Step 4: Book the award flight using the newly transferred miles directly on the airline’s website.

Example: You want to fly from New York to Tokyo in business class on ANA.

  • ANA business class would cost $4,000–$7,000 cash
  • ANA awards are bookable via Virgin Atlantic Flying Club (a Chase transfer partner) for ~55,000–90,000 points each way
  • Transfer Chase points to Virgin Atlantic → book ANA on Virgin’s site
  • Value: 90,000 points (worth $900 as cash back) → $4,000+ business class seat

Point Values: What to Aim For

As a benchmark, you should aim to get at least 1¢ per point in value. Getting 1.5¢–2¢+ per point through smart redemptions is excellent.

Redemption Type Typical CPP (cents per point)
Cash back 0.5¢–1.0¢
Gift cards 0.8¢–1.0¢
Pay with points for travel (Chase portal) 1.25¢–1.5¢
Transfer to economy flights 1.2¢–1.8¢
Transfer to business/first class 2.0¢–5.0¢+
Transfer to high-value hotel (Hyatt) 1.5¢–2.5¢

Never redeem for merchandise or statement credits at 0.5¢/point when you could get 1.5¢+ for travel.

The Best Starter Strategy

Phase 1 (beginner): Get one card with flexible points.

  • Best choice: Chase Sapphire Preferred ($95/year) — 3× dining, 2× travel, 80,000-point bonus
  • Alternative with no fee: Chase Freedom Unlimited (1.5× all purchases)

Phase 2 (intermediate): Add a category card to maximize specific spending.

  • Chase Freedom Flex (5× rotating categories) pairs with Sapphire Preferred
  • Amex Gold (4× dining + 4× groceries) — better if you spend heavily in those categories

Phase 3 (advanced): Learn airline sweet spots and book aspirational awards.

  • Transfer Chase to Hyatt for luxury hotel stays
  • Transfer Amex to Air France Flying Blue for Delta flights at a discount
  • Use Alaska Mileage Plan for premium cabin awards on Cathay Pacific, British Airways, American

Common Beginner Mistakes

  • Transferring points before finding award space: Transfers are one-way and irreversible.
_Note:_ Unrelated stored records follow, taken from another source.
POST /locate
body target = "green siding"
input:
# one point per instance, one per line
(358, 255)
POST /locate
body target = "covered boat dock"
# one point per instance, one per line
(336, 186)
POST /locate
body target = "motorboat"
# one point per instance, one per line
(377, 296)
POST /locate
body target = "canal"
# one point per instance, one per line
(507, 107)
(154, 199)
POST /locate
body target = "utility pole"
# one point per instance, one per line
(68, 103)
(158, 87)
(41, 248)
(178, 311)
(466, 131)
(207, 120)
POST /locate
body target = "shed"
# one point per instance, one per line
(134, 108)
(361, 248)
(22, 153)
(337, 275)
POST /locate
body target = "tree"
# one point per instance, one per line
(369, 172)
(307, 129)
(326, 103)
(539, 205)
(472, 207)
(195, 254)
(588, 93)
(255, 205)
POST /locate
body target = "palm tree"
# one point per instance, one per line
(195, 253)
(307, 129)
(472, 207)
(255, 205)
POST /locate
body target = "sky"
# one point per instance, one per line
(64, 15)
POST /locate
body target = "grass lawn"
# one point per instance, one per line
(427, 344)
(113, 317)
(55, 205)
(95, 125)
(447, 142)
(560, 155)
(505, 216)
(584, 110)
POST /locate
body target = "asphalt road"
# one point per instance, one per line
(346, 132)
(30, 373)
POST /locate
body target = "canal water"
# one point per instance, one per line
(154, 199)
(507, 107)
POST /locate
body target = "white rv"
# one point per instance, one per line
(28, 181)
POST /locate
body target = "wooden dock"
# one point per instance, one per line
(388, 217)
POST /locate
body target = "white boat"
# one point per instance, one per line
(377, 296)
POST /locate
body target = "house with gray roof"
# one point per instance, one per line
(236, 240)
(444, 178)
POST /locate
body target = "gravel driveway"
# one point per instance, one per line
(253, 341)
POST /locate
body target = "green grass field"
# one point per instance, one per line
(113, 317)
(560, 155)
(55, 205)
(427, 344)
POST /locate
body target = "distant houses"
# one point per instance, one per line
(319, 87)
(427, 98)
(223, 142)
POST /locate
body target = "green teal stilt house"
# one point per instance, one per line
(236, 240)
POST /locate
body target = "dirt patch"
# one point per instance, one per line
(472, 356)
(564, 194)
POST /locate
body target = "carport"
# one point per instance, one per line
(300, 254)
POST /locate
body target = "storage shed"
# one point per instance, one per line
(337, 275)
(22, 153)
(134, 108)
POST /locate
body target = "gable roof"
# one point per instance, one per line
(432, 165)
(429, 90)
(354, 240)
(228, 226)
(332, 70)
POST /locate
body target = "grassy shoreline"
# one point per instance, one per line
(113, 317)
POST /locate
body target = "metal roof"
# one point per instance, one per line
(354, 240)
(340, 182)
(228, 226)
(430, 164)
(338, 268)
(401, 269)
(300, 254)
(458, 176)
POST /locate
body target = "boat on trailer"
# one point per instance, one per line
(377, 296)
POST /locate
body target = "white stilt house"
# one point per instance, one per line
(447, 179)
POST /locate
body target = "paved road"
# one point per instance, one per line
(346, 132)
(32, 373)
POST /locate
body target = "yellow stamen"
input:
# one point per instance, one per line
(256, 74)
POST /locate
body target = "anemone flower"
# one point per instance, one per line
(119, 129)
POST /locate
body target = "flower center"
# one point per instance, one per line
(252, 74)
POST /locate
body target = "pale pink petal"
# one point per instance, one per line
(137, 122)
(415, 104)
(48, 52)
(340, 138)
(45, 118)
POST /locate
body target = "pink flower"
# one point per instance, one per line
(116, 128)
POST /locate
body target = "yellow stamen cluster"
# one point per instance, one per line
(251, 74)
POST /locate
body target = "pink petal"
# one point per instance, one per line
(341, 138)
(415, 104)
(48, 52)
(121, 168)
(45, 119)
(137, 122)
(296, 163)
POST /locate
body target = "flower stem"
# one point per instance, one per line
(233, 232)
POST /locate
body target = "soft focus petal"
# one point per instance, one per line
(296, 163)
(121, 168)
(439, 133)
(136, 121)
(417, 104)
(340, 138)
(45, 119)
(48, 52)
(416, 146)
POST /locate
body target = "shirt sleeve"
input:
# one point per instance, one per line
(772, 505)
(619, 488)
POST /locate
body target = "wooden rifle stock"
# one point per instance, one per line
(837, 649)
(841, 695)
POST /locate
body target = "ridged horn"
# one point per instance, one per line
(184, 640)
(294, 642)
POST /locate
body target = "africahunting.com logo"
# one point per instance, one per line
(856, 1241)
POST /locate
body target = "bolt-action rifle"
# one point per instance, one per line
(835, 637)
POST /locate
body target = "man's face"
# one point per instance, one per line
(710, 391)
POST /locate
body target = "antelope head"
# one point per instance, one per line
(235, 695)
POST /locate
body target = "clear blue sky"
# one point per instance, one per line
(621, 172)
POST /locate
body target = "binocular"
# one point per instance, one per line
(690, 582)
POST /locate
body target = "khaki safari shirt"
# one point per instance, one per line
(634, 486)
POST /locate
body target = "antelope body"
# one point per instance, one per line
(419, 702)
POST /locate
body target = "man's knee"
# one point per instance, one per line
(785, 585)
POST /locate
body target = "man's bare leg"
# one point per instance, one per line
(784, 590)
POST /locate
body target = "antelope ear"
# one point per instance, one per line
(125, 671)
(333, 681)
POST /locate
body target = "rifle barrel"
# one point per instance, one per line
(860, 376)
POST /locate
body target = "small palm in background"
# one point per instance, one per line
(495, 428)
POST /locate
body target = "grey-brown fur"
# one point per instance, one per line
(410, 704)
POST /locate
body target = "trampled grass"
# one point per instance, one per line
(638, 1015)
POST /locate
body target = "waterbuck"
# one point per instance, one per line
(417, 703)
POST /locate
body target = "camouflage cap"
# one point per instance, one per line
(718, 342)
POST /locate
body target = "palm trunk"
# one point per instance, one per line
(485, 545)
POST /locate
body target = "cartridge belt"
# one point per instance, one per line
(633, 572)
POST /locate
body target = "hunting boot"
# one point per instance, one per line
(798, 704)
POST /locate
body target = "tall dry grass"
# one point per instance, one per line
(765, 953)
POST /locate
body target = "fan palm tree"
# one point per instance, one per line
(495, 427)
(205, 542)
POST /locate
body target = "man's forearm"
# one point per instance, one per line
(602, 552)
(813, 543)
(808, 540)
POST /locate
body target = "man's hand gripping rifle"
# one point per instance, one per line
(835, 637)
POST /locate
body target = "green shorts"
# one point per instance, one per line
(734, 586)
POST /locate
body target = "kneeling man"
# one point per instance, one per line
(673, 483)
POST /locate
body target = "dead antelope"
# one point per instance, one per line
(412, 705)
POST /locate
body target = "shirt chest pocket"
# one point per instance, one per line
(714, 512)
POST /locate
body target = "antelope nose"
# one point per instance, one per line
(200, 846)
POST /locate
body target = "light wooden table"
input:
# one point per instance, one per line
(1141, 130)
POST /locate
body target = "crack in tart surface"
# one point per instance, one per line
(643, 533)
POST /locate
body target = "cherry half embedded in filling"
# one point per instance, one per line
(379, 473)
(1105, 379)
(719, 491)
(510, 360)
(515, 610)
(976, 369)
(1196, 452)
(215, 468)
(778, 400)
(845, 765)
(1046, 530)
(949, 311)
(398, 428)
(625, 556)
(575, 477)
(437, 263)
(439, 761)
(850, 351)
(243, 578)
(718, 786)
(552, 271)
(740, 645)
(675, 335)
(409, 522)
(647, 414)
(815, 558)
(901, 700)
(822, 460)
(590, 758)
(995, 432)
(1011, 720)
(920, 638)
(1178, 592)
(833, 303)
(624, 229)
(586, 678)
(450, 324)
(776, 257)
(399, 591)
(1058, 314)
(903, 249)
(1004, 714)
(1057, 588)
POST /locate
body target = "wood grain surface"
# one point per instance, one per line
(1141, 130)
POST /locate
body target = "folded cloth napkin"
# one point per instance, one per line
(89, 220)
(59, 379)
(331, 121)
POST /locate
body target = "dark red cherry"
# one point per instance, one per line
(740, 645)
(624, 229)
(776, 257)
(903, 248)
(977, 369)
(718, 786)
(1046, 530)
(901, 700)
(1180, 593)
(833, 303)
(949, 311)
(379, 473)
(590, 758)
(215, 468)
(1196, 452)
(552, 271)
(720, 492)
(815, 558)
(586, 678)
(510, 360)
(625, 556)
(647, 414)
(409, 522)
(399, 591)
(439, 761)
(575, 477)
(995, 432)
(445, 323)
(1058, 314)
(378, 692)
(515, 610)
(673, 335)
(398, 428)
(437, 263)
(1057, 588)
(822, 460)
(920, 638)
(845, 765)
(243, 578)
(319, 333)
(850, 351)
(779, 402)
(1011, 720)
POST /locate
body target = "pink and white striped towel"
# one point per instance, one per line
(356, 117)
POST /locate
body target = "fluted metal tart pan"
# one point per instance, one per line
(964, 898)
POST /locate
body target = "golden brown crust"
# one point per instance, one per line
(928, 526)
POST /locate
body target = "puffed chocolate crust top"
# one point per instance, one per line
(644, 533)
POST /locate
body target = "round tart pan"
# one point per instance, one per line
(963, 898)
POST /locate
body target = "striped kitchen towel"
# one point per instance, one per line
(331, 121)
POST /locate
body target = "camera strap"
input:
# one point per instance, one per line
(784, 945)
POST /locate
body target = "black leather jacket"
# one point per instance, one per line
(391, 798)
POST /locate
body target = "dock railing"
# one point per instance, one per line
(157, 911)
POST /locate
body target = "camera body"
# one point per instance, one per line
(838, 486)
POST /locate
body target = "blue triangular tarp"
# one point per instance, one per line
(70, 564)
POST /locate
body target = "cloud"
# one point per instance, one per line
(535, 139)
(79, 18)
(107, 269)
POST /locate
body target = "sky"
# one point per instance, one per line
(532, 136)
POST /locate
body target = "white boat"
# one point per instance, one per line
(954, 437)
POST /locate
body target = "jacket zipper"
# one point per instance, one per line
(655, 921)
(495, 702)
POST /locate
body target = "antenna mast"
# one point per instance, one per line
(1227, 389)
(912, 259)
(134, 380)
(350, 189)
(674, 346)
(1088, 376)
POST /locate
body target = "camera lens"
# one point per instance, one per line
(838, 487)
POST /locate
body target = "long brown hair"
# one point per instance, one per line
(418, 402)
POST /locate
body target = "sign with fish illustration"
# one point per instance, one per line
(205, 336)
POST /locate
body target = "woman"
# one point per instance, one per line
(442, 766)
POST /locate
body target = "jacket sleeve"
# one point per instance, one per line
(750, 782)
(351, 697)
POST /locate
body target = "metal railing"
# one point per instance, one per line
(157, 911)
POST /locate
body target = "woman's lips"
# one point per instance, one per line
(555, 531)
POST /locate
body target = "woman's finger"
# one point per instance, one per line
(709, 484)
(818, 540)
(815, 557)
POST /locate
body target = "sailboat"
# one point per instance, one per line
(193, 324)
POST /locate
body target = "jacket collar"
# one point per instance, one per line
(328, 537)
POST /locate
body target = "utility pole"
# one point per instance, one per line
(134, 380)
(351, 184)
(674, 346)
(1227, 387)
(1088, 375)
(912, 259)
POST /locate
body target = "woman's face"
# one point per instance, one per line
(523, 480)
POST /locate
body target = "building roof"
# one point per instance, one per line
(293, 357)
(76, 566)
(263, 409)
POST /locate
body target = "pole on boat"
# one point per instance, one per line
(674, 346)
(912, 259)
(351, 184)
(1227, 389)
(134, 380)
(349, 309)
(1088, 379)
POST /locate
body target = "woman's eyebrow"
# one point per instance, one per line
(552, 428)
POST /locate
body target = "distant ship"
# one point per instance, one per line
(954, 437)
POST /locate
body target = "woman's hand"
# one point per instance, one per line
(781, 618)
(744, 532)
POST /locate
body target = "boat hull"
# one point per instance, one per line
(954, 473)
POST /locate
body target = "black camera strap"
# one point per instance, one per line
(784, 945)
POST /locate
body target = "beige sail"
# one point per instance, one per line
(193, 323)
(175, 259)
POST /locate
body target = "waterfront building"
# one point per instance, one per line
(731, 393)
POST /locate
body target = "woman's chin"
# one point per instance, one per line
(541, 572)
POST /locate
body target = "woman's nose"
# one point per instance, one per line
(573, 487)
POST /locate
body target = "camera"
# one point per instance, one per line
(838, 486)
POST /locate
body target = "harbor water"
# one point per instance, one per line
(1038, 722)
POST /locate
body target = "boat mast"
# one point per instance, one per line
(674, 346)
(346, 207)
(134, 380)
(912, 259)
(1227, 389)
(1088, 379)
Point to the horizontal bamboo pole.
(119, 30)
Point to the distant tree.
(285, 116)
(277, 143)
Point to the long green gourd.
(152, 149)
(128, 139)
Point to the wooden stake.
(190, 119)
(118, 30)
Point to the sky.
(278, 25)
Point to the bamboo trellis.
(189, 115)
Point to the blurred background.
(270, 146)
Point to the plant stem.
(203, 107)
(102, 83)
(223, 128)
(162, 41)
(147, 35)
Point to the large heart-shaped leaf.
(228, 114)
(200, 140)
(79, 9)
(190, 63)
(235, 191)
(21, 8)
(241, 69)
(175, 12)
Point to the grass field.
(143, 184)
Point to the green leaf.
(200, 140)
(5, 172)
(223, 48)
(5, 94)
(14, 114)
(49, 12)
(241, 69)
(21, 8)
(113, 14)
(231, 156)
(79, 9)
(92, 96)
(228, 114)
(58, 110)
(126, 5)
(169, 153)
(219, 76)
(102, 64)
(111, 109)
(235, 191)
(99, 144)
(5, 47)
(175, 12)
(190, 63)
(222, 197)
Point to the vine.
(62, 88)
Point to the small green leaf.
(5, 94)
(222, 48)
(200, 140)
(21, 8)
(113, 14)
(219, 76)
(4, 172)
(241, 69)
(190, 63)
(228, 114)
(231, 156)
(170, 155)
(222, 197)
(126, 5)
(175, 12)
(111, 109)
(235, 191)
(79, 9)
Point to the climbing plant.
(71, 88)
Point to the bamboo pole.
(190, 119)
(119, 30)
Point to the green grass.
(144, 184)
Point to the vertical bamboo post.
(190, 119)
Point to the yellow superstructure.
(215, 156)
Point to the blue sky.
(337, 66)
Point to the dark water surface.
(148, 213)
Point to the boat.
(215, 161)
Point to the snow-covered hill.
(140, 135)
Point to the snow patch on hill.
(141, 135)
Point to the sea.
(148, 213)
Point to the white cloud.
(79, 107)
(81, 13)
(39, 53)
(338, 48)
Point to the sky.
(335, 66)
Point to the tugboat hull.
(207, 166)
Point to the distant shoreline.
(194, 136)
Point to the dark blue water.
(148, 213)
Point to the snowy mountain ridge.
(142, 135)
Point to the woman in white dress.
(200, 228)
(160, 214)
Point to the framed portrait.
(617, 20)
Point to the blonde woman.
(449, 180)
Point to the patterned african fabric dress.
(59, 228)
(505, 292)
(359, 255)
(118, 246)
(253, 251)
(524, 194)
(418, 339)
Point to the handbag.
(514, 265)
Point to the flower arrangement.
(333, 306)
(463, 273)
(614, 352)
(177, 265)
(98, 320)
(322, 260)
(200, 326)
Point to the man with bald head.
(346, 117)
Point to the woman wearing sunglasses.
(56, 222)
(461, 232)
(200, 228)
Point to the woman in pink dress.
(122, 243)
Confirm availability first.
  • Redeeming for cash instead of travel: You lose 30–60% of potential value.
  • Ignoring the signup bonus: The bonus is often worth more than a full year of spending.
  • Letting miles expire: Set calendar reminders; any activity resets the clock for most programs.
  • Over-applying for cards: Space applications 3–6 months apart. Chase has a “5/24” rule — no approvals if you’ve opened 5+ cards in 24 months.
  • Carrying a balance: Interest charges destroy any rewards value. Pay in full every month.